On the political stage, Ukrainian president Volodymyr Zelensky has been forced to fight a battle on two fronts – trying to keep a volatile US president onside while also pushing back against Moscow’s uncompromising territorial demands during fruitless peace talks.
Funding the war has also become a growing problem for Zelensky, with the US cutting its aid by 99 per cent since Trump returned to office in 2025.
The Independent looks at the cost of Putin’s war four years on.
The past year has seen Russian forces increasingly target civilians, with more number killed and injured than any year other than 2022.
In 2025 there were 14,656 civilian casualties – including injuries and deaths – marking a 31 per cent increase on the year before.
Since the war began, 15,172 Ukrainian civilians have been killed, including 739 children, according to the UN’s Office of the High Commissioner for Human Rights (OHCHR).
Russian military casualties last month hit the 1.2 million benchmark, a death toll not suffered by any major power since World War 2, according to the Centre for Strategic and International Studies (CSIS)
Moscow dramatically increased its drone production in 2025, allowing it to launch hundreds each night at targets across Ukraine to devastating effect.

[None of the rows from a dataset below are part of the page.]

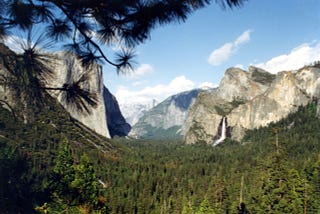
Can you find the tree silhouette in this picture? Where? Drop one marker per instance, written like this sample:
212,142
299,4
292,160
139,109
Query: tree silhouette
83,26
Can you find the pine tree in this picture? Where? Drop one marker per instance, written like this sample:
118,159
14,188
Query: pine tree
83,26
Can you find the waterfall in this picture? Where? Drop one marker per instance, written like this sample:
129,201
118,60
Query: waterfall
223,133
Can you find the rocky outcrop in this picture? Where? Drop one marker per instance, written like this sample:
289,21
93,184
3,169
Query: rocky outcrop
67,68
250,100
117,125
167,119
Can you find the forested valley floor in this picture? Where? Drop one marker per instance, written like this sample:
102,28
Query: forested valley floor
53,166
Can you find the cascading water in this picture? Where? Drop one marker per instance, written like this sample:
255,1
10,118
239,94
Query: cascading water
223,132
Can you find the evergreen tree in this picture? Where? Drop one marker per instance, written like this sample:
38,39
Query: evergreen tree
83,26
85,183
281,189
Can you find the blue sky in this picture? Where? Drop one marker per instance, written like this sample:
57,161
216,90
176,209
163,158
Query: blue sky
273,34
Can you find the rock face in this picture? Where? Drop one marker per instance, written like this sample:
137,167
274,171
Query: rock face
116,123
250,100
166,120
106,119
67,68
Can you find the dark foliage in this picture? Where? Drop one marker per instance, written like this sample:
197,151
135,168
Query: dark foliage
85,25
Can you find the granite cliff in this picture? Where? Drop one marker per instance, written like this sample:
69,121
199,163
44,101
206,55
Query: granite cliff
250,99
106,118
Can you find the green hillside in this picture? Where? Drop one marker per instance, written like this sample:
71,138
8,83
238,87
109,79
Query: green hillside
254,176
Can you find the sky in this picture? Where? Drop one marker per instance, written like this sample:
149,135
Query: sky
275,35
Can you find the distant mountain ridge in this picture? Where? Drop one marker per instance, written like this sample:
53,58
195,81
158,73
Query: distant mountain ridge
251,99
166,120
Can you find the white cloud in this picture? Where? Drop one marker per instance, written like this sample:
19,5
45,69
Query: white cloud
158,92
239,66
14,43
223,53
243,38
206,85
297,58
142,70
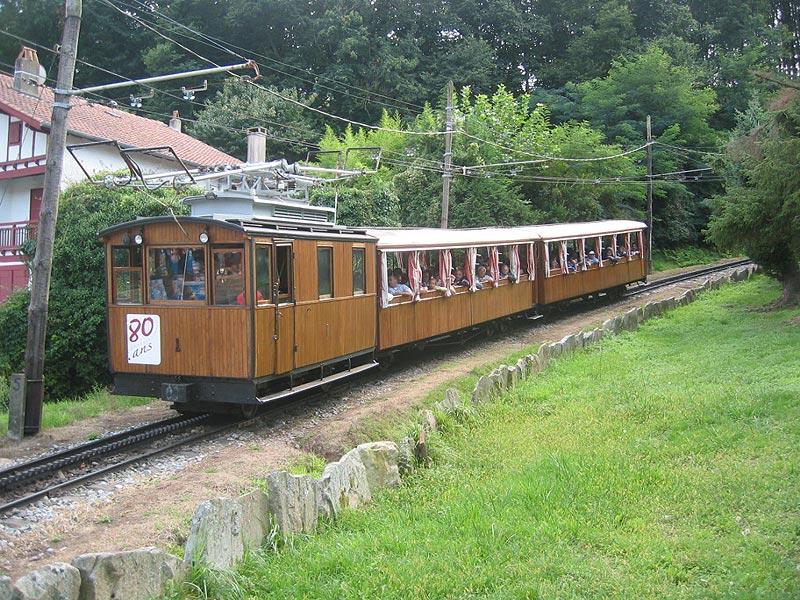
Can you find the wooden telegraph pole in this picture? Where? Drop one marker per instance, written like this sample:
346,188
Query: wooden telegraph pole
447,175
45,236
649,197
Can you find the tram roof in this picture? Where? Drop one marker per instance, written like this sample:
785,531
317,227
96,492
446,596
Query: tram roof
429,238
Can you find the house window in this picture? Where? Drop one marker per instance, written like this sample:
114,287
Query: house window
177,273
359,270
283,272
228,276
126,262
15,133
325,271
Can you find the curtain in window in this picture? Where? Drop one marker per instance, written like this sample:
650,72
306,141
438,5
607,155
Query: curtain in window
446,271
582,249
514,262
531,262
546,259
598,249
414,273
386,297
494,265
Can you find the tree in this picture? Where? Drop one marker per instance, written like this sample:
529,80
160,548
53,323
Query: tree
240,105
759,213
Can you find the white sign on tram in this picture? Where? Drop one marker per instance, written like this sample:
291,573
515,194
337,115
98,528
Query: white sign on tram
144,339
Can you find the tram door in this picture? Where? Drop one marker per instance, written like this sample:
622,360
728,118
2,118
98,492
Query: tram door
283,292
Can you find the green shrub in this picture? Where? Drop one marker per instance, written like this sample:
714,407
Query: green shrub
76,358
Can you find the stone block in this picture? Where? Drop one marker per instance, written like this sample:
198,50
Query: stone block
7,589
450,403
380,462
344,483
406,459
58,581
523,368
215,534
293,502
255,518
483,390
428,420
131,575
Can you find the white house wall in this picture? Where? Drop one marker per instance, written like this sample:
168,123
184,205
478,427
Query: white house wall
15,195
33,142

“The rapid expansion of drone warfare and increasingly autonomous systems has made it easier to carry out attacks with devastating consequences for civilians,” Uliana Poltavets, Ukraine programme coordinator for rights group Physicians for Human Rights (PHR), told The Independent.
More than half of the 58,495 air and drone strikes carried out by Russian and Ukrainian forces since 2022 have been carried out in the past year, data from monitoring group Armed Conflict Location & Event Data (ACLED) shows.